Yves Vanden Auweele: ‘Hoe we de positieve energie van sport kunnen gebruiken om maatschappelijke problemen aan te pakken’
Sport ontlokt als geen andere maatschappelijke sector het hele spectrum van positieve én negatieve emoties. Zowel bij de sporters als bij de toeschouwers, en dit zelfs bij de sterkste sportcritici en onverschilligen, wanneer landgenoten op een internationaal sportevenement een medaille behalen of een vernederende nederlaag lijden. Winnaars en verliezers, supporters voor en tegen, jubel, euforie versus balen, ontgoocheling, verdriet en pijn. Mensen die elkaar niet kennen, voelen zich in een paar seconden verbonden met elkaar.

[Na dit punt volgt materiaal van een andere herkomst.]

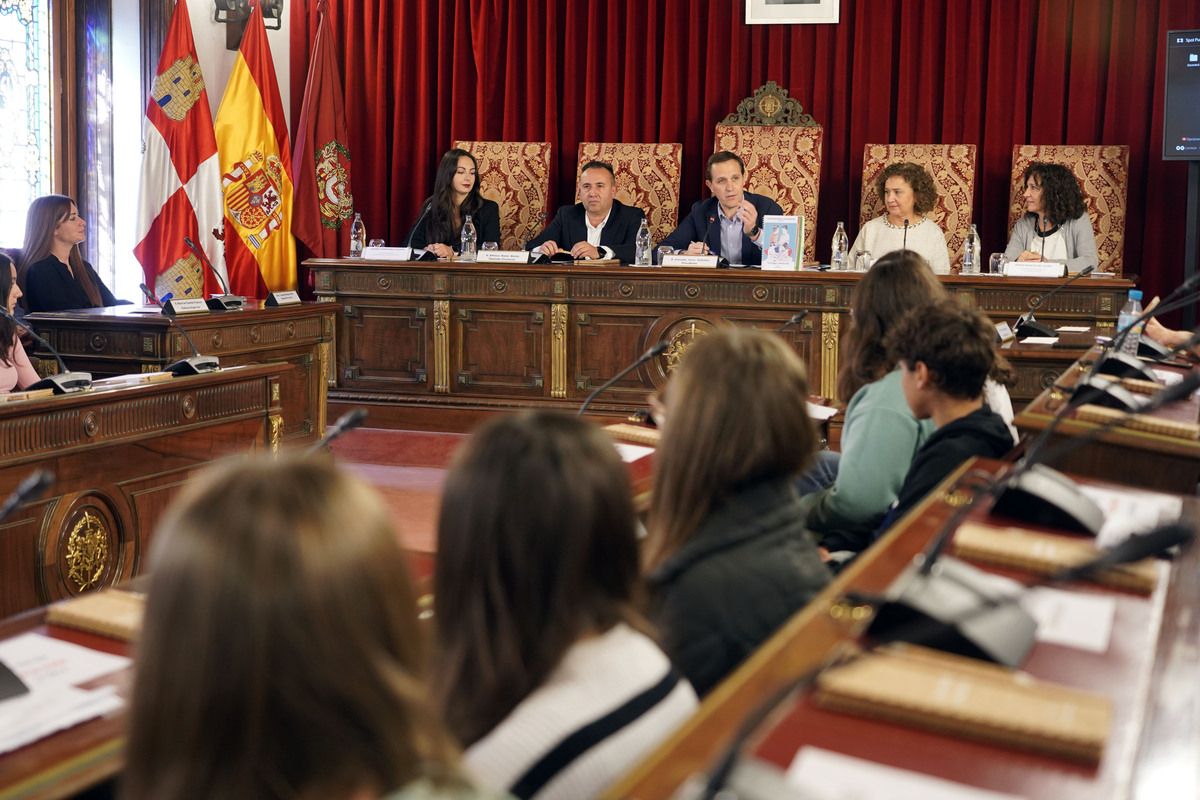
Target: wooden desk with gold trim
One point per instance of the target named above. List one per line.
(118, 457)
(136, 338)
(419, 341)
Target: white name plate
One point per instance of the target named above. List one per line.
(282, 299)
(388, 253)
(1035, 270)
(502, 257)
(185, 306)
(690, 260)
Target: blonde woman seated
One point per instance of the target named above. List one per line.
(907, 193)
(280, 655)
(727, 557)
(541, 663)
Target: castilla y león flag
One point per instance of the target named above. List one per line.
(180, 192)
(322, 158)
(256, 170)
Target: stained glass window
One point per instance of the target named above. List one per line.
(27, 151)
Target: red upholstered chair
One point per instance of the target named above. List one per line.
(952, 167)
(515, 174)
(781, 148)
(647, 178)
(1103, 170)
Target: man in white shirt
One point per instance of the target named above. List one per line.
(599, 226)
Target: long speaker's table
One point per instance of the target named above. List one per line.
(1147, 673)
(118, 457)
(136, 338)
(423, 341)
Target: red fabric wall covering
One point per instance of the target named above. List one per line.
(420, 73)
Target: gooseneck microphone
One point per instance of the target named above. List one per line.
(429, 204)
(64, 383)
(197, 364)
(27, 492)
(227, 301)
(1029, 326)
(347, 422)
(658, 349)
(927, 631)
(793, 320)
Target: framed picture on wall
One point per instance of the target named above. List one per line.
(791, 12)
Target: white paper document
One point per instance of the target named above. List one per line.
(629, 453)
(826, 775)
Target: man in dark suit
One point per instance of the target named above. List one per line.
(727, 223)
(598, 227)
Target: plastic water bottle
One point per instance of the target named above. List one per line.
(642, 245)
(1129, 312)
(358, 236)
(840, 248)
(467, 251)
(971, 253)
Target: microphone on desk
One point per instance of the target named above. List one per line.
(347, 422)
(225, 302)
(659, 348)
(27, 492)
(795, 320)
(65, 382)
(1029, 326)
(197, 364)
(762, 781)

Migranten die om diverse redenen hun eigen land verlaten hebben voelen zich verbonden met hun land van herkomst op momenten van winst of verlies van hun nationale teams. Zoals we na het succesvolle parcours van Marokko in het voetbal WK in Qatar gezien hebben werden die nationale gevoelens geuit door niet enkel de eerste generatie Marokkaanse migranten maar ook en nog extremer door de tweede en derde generatie.
Het is jammer dat er naar aanleiding van een aantal ontsporingen van uitbundige emoties in de sport een meewarige of cynische houding wordt aangenomen. Een zinvoller uitgangspunt zou kunnen zijn dat men de motivatie en de positieve energie, die ook voortkomt uit de sport, kan mobiliseren om maatschappelijke problemen aan te pakken, zoals integratie van nieuwkomers.
In een leven dat onzeker kan zijn door armoede, oorlog, rampen, maar ook verwarrend kan zijn door culturele- en identiteitsonzekerheid, kan sport helpen de lethargie en het gevoel van hulpeloosheid te doorbreken. Indien het goed wordt aangepakt, kan het een veilige context bieden en een gevoel van controle en normaliteit verschaffen of herstellen. In de sport wordt men gedwongen tot interactie en communicatie, zowel op als naast het speelveld. Het biedt de mogelijkheid om persoonlijke en professionele vaardigheden te ontwikkelen zoals teamwork, communicatie en leiderschap.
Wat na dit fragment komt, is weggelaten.